Jake retrocedió un paso.
– No mía.
– Sí, tuya también. Por eso te he traído aquí. -Señaló a la lápida-. Ese también eres tú. Aquí, en Berlín. Uno de nosotros. Su hijo, tu hijo. Te presentas aquí con tu uniforme y… Es tan fácil juzgar cuando no se trata de ti. Toda esa gente tan mala, mira las cosas tan terribles que hicieron… Vayámonos. Vayámonos a la cama, todo será como antes… -Se volvió hacia él-. Nada es como antes. Así es ahora, todo es confuso. Nada es como antes.
Jake la miró, perplejo.
– Tal vez una cosa sí. Todavía debes de quererlo, si haces esto.
– Oh, Dios… Querer… -Lena dio un paso adelante y le puso las manos en el pecho, casi golpeándolo-. ¡Cabezota, cabezota…! Si no te quisiera a ti, ¿crees que habría seguido adelante con el embarazo? Habría sido muy fácil librarme de él. Un error, estas cosas pasan. No podía hacerlo. Quería tenerte conmigo, una parte de ti. Cuando lo miraba, te veía a ti. Así que convertí a Emil en su padre. ¿Que si lo quiero? Utilicé a Emil para conservarte a ti.
Jake no dijo nada, luego le retiró las manos del pecho.

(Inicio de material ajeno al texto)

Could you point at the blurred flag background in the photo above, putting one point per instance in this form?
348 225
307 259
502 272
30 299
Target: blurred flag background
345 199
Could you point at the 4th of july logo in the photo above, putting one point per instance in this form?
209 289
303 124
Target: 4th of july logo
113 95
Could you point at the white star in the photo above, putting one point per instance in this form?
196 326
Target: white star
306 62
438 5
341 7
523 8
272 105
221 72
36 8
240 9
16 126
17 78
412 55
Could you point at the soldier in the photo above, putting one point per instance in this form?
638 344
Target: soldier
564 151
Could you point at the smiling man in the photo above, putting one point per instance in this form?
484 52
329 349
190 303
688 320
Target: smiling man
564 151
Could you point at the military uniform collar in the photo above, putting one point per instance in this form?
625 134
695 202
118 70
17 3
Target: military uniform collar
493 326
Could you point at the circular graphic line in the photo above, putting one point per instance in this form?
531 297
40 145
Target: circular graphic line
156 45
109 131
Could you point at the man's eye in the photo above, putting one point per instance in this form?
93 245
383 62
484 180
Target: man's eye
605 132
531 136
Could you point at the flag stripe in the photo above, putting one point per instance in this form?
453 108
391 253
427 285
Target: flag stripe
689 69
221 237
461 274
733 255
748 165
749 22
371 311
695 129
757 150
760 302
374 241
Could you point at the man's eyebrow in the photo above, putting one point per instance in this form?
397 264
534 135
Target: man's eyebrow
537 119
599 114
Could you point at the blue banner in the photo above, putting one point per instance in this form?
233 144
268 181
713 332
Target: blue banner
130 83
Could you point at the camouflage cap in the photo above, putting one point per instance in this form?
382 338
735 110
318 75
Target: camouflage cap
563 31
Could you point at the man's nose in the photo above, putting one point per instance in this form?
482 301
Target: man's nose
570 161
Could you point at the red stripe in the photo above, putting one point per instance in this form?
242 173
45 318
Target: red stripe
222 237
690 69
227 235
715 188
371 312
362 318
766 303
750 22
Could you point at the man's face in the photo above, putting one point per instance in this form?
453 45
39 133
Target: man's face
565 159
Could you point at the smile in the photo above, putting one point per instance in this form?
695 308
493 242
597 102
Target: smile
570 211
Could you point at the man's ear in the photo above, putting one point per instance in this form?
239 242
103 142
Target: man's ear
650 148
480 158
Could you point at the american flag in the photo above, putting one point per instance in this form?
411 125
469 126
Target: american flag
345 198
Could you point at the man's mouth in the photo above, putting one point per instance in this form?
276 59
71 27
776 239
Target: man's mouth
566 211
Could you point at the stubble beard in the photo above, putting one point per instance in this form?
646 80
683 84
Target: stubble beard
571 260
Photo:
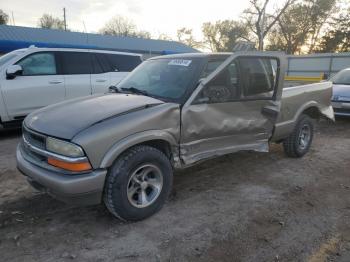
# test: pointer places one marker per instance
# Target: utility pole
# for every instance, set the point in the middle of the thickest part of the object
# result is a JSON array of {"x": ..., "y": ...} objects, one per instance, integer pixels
[{"x": 64, "y": 19}]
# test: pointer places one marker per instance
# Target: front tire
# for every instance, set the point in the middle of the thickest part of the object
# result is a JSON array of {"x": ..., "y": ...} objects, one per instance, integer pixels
[
  {"x": 298, "y": 143},
  {"x": 138, "y": 183}
]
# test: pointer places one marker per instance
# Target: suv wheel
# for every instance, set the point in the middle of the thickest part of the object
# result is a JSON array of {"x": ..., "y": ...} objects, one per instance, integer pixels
[
  {"x": 138, "y": 183},
  {"x": 299, "y": 142}
]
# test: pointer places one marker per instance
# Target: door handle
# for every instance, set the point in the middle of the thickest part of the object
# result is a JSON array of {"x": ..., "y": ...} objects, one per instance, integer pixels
[
  {"x": 269, "y": 112},
  {"x": 55, "y": 82}
]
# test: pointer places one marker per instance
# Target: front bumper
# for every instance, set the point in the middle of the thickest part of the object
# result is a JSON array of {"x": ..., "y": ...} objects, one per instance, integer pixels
[
  {"x": 341, "y": 108},
  {"x": 77, "y": 189}
]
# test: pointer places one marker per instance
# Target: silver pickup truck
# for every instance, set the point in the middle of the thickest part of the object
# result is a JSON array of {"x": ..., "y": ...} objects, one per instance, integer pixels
[{"x": 171, "y": 112}]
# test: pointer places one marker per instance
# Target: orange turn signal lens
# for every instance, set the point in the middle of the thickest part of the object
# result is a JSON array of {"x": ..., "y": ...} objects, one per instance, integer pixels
[{"x": 75, "y": 167}]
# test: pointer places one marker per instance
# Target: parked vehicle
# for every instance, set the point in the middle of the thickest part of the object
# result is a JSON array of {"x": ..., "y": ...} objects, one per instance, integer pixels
[
  {"x": 341, "y": 93},
  {"x": 170, "y": 112},
  {"x": 32, "y": 78}
]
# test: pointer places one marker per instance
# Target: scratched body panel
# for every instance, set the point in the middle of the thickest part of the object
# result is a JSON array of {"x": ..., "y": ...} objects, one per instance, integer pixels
[{"x": 217, "y": 129}]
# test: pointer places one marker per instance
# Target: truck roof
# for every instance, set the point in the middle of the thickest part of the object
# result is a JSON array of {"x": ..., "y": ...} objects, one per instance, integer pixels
[{"x": 193, "y": 55}]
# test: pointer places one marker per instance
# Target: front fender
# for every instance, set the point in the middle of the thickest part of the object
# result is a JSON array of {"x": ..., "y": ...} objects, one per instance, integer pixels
[{"x": 138, "y": 138}]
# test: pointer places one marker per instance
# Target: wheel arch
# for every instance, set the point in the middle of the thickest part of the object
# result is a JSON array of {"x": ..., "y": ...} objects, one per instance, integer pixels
[{"x": 161, "y": 140}]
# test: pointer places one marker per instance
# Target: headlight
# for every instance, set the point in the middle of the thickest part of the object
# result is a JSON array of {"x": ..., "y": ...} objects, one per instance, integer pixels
[{"x": 63, "y": 148}]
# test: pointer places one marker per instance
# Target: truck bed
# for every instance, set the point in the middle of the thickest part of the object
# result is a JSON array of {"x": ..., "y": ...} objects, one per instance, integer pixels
[{"x": 296, "y": 99}]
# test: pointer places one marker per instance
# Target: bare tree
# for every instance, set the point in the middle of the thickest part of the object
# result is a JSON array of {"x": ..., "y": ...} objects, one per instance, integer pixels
[
  {"x": 301, "y": 26},
  {"x": 223, "y": 35},
  {"x": 185, "y": 35},
  {"x": 260, "y": 22},
  {"x": 122, "y": 26},
  {"x": 50, "y": 22},
  {"x": 119, "y": 26},
  {"x": 4, "y": 18}
]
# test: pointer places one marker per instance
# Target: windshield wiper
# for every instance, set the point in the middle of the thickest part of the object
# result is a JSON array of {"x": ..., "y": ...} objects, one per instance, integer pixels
[
  {"x": 114, "y": 89},
  {"x": 135, "y": 90}
]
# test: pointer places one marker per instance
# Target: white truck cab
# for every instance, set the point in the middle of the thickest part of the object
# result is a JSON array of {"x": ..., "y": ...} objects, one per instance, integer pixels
[{"x": 33, "y": 77}]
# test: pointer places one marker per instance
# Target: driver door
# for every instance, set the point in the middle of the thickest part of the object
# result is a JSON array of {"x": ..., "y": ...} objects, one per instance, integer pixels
[{"x": 234, "y": 109}]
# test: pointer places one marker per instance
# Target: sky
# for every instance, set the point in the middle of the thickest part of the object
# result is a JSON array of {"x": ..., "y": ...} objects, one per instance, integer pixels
[{"x": 155, "y": 16}]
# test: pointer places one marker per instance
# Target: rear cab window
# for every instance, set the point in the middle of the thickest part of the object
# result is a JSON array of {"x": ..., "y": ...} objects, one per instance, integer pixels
[
  {"x": 73, "y": 63},
  {"x": 40, "y": 63}
]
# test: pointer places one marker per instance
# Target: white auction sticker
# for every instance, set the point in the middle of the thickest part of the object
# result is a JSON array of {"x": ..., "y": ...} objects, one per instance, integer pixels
[{"x": 180, "y": 62}]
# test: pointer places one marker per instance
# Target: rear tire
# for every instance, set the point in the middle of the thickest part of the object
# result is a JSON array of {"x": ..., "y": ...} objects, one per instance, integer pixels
[
  {"x": 138, "y": 183},
  {"x": 299, "y": 141}
]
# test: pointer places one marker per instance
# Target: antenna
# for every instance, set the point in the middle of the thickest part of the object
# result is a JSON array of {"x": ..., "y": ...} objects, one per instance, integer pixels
[
  {"x": 64, "y": 19},
  {"x": 87, "y": 35},
  {"x": 13, "y": 18}
]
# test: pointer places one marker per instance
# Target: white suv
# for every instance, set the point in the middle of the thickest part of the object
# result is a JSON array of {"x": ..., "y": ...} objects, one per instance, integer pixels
[{"x": 34, "y": 77}]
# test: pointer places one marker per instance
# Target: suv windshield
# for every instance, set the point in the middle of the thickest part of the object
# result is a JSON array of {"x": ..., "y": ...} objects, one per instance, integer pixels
[
  {"x": 342, "y": 78},
  {"x": 164, "y": 78},
  {"x": 5, "y": 58}
]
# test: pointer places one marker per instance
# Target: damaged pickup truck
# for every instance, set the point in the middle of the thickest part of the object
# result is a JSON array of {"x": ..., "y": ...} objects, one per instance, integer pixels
[{"x": 171, "y": 112}]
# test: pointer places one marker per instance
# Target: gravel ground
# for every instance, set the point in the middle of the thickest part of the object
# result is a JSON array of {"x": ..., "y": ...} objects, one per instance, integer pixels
[{"x": 242, "y": 207}]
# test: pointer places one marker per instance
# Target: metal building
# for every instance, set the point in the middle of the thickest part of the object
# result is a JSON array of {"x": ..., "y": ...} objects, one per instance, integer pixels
[
  {"x": 15, "y": 37},
  {"x": 315, "y": 65}
]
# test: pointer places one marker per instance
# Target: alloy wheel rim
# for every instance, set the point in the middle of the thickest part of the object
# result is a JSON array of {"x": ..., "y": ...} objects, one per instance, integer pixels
[{"x": 144, "y": 185}]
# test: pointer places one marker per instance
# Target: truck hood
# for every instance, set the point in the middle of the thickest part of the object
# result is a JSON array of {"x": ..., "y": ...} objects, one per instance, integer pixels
[{"x": 66, "y": 119}]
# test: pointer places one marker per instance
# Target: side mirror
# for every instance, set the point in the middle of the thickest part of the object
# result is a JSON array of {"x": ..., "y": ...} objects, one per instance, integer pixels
[{"x": 13, "y": 71}]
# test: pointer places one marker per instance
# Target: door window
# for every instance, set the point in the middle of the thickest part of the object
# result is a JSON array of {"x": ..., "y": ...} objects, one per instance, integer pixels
[
  {"x": 245, "y": 78},
  {"x": 38, "y": 64},
  {"x": 257, "y": 76},
  {"x": 74, "y": 63}
]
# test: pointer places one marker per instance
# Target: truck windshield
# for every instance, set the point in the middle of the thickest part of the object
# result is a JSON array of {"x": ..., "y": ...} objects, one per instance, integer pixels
[
  {"x": 163, "y": 78},
  {"x": 5, "y": 58},
  {"x": 342, "y": 78}
]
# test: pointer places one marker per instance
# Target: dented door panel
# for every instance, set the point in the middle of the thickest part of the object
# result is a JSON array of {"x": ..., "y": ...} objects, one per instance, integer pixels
[
  {"x": 212, "y": 129},
  {"x": 215, "y": 129}
]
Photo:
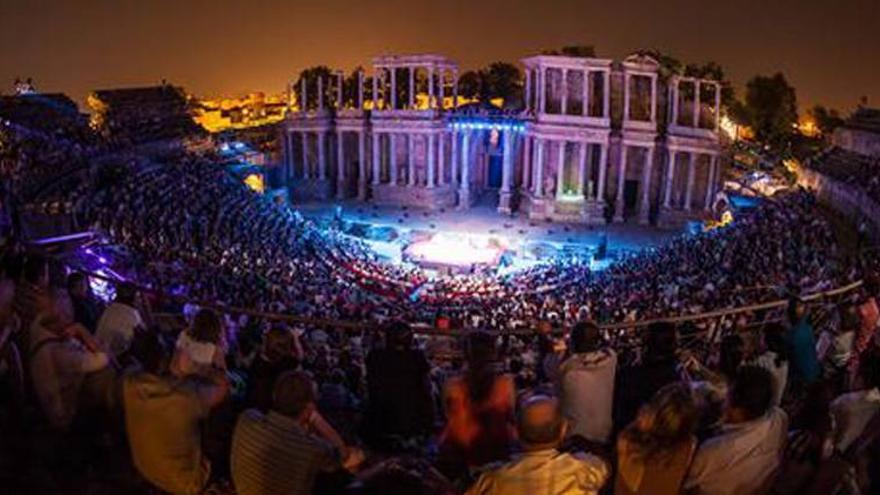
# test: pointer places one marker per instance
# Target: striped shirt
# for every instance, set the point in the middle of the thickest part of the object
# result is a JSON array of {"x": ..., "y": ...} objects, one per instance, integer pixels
[{"x": 273, "y": 454}]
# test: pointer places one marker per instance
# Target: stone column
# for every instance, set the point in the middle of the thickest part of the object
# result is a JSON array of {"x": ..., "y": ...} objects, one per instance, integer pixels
[
  {"x": 320, "y": 93},
  {"x": 527, "y": 163},
  {"x": 560, "y": 171},
  {"x": 645, "y": 206},
  {"x": 393, "y": 71},
  {"x": 563, "y": 107},
  {"x": 527, "y": 105},
  {"x": 304, "y": 103},
  {"x": 603, "y": 170},
  {"x": 307, "y": 173},
  {"x": 692, "y": 171},
  {"x": 621, "y": 180},
  {"x": 441, "y": 158},
  {"x": 441, "y": 104},
  {"x": 412, "y": 87},
  {"x": 670, "y": 177},
  {"x": 710, "y": 181},
  {"x": 431, "y": 89},
  {"x": 654, "y": 98},
  {"x": 464, "y": 188},
  {"x": 455, "y": 90},
  {"x": 376, "y": 91},
  {"x": 582, "y": 168},
  {"x": 507, "y": 162},
  {"x": 339, "y": 81},
  {"x": 606, "y": 95},
  {"x": 362, "y": 166},
  {"x": 674, "y": 98},
  {"x": 322, "y": 157},
  {"x": 453, "y": 159},
  {"x": 430, "y": 150},
  {"x": 585, "y": 96},
  {"x": 392, "y": 158},
  {"x": 340, "y": 164},
  {"x": 410, "y": 160},
  {"x": 377, "y": 159},
  {"x": 360, "y": 90},
  {"x": 538, "y": 186},
  {"x": 542, "y": 93}
]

– Y con esto quedarás en paz con él.
– No del todo, pero es algo.
– Irá a la cárcel.
– ¿Seguro? ¿Quién lo decide?
– Es la ley.
– La ley americana, para alemanes.
– Yo soy americano.
Ella levantó la vista para mirarlo.
– Entonces, tú decides -dijo, apartándose para echar a andar de nuevo hacia el coche-. Tú decides.
Jake permaneció inmóvil un momento y siguió con la mirada la hilera de tumbas hasta llegar a la lápida, a esa parte de él que ahora estaba allí. Después se volvió lentamente y siguió a Lena colina abajo.